I don't sterilize or pasteurize my fruit, personally. What I do is hand-wash and inspect every piece and make sure there aren't any bits that are rotting or show other signs of potential infection. Then I put it in the mesh bag, close the bag securely, and put the bag in a sanitized (closed) tupperware container and freeze it. That breaks open the inner cell walls, allowing you to extract more color and flavor from the fruit. For stuff like blueberries or blackberries, what I do then is bang it around a little bit to break open the outer walls...not a lot, just enough to crack the skin a bit. Then when I rack to secondary, I just stick that mesh bag in the bottom of the bucket and rack on top.

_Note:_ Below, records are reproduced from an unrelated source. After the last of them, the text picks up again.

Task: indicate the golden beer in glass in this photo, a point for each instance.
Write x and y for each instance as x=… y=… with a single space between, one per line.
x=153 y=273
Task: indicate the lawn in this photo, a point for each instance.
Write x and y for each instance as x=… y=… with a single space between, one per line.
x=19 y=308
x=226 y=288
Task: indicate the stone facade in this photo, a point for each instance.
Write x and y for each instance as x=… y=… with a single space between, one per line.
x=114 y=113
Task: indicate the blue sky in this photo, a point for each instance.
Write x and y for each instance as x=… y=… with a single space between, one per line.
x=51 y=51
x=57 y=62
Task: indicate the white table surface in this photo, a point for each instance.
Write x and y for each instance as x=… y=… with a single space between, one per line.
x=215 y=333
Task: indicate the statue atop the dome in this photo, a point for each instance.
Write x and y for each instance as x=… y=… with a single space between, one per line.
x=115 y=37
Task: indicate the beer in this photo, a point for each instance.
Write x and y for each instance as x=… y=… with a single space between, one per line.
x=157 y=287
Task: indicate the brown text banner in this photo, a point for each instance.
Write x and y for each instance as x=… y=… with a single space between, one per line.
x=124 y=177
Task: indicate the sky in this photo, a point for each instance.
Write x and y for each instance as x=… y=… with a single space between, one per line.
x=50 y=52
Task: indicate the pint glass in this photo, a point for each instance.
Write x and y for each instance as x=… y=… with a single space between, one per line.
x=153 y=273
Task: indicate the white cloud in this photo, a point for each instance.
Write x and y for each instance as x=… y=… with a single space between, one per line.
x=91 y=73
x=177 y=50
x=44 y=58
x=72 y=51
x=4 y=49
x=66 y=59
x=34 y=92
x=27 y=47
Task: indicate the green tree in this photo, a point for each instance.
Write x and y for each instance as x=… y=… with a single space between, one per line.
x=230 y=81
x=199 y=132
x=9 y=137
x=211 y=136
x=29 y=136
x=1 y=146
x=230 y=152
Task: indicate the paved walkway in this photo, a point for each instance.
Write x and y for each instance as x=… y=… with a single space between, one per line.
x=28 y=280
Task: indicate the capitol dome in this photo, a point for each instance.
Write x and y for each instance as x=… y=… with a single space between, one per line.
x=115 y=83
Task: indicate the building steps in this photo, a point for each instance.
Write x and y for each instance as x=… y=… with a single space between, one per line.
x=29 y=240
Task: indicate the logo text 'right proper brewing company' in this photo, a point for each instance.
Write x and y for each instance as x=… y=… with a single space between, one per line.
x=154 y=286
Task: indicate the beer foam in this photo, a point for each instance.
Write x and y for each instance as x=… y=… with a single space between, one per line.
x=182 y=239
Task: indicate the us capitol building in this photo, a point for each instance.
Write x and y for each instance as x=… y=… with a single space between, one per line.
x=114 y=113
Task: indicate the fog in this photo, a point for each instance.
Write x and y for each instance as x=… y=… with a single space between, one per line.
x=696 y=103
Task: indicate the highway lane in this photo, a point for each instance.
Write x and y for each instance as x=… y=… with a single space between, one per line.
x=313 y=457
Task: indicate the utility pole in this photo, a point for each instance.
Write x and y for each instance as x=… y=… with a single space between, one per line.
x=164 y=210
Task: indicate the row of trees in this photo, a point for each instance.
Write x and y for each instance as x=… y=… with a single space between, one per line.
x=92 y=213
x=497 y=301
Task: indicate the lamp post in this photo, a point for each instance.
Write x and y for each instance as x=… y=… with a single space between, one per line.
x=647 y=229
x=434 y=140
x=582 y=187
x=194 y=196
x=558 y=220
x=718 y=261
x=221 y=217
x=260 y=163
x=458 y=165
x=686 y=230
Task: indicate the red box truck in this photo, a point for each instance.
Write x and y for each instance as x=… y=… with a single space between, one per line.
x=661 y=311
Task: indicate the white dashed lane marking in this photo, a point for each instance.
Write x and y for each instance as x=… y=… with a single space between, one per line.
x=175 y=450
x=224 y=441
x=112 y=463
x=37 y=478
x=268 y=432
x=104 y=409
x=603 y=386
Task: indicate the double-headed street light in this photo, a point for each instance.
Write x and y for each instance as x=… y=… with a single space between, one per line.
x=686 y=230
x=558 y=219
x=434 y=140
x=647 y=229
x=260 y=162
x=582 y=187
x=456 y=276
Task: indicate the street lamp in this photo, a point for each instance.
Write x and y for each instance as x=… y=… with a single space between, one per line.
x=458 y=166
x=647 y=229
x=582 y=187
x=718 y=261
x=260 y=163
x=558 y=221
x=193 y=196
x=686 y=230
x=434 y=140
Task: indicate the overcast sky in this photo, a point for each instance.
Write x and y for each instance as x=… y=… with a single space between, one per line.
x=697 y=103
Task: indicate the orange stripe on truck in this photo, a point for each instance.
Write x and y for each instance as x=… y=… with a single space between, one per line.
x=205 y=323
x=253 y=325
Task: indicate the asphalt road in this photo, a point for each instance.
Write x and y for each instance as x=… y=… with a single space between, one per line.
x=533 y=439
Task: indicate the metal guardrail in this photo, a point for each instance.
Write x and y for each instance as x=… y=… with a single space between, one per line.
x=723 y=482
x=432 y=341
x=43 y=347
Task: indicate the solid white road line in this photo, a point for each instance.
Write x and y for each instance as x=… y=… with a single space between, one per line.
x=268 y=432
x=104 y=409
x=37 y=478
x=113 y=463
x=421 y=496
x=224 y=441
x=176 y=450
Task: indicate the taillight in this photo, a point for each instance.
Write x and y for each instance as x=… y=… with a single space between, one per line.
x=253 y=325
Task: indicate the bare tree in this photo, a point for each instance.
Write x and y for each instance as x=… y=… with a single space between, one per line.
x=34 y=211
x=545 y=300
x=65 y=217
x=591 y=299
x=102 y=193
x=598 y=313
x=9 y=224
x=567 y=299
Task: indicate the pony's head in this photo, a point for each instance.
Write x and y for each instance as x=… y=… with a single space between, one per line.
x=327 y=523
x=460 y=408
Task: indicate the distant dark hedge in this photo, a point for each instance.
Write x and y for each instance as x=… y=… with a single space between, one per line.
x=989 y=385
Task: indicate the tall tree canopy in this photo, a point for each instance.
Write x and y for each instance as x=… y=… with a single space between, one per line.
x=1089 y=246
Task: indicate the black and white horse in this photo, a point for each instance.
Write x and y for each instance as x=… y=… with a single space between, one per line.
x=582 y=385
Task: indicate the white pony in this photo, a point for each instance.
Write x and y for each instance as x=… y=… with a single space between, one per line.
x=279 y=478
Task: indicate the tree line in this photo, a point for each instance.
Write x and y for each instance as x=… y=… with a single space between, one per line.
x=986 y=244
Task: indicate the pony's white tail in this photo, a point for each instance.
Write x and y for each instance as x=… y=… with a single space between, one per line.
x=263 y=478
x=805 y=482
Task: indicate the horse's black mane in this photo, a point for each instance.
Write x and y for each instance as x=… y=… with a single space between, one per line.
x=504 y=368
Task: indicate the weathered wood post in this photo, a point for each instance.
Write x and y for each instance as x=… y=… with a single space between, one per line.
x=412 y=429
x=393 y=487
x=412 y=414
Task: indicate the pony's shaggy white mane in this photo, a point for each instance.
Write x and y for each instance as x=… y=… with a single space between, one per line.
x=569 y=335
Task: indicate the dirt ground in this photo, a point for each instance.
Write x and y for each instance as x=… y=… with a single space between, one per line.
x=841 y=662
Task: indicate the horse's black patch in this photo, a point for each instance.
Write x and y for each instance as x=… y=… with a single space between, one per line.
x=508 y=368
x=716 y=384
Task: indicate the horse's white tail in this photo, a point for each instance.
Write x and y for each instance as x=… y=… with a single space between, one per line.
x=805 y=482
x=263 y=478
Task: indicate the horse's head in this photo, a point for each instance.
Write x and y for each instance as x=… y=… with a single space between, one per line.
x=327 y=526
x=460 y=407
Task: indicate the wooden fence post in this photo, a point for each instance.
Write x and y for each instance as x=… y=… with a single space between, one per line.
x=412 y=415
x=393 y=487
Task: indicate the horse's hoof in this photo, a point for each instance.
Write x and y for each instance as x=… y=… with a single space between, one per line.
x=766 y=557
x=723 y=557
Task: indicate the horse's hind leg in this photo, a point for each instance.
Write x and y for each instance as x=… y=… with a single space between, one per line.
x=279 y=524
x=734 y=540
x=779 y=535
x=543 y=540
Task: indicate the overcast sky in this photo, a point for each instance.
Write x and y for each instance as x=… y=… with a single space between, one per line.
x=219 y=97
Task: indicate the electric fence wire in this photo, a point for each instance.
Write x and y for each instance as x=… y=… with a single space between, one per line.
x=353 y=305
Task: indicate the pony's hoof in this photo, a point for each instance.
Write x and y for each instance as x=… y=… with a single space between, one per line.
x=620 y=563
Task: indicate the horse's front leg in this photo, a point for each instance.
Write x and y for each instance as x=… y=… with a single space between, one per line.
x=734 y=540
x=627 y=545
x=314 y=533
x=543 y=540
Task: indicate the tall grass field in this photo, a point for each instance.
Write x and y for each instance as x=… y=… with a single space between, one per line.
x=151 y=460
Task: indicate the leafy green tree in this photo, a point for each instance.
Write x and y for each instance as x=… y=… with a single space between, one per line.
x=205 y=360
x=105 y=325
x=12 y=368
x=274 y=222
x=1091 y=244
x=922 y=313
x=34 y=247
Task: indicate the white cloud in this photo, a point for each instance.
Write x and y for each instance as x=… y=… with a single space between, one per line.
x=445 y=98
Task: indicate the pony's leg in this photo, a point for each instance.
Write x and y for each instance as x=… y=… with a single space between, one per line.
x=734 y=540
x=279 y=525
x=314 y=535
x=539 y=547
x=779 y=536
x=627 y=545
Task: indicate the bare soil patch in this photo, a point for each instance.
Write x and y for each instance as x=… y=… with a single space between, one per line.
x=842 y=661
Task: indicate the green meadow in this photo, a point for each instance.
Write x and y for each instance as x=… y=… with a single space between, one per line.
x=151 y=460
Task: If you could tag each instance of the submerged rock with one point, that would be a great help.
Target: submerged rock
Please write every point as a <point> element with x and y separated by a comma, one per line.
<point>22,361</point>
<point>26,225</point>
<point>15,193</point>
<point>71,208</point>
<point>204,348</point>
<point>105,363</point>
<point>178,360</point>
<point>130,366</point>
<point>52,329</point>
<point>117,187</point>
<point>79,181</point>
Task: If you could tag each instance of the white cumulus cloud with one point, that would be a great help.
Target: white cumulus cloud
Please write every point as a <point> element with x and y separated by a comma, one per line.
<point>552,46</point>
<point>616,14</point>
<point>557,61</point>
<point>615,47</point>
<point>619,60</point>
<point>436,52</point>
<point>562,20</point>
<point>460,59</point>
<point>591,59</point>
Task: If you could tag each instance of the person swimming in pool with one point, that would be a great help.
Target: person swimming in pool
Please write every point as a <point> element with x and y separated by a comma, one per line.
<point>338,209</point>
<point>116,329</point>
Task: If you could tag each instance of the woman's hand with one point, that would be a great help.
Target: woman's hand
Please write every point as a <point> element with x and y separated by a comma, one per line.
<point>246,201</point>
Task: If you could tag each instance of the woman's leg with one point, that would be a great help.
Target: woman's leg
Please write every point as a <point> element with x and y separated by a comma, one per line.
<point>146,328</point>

Some years ago I did some experiments with doing purees and pasteurizing and whatnot, and I found I preferred the flavor from using the above method. The pasteurized ones had a sort of "cooked" flavor going on. Not necessarily bad, but certainly there are some reactions that take place in fruit which changes the flavor substantially when you pasteurize it. I guess it's like the difference between eating a blueberry pie vs eating a fresh blueberry. They both taste good, and in many ways they are similar, but you can easily tell the difference between the two.
Also if you check around here and elsewhere on the internet, you will see people claiming that freezing the fruit sanitizes it by killing the bacteria, etc. This is completely untrue. All freezing does (apart from rupturing the cell walls in the fruit) is slow down growth while it's in the freezer. You want to have clean, fresh, undamaged fruit to start with.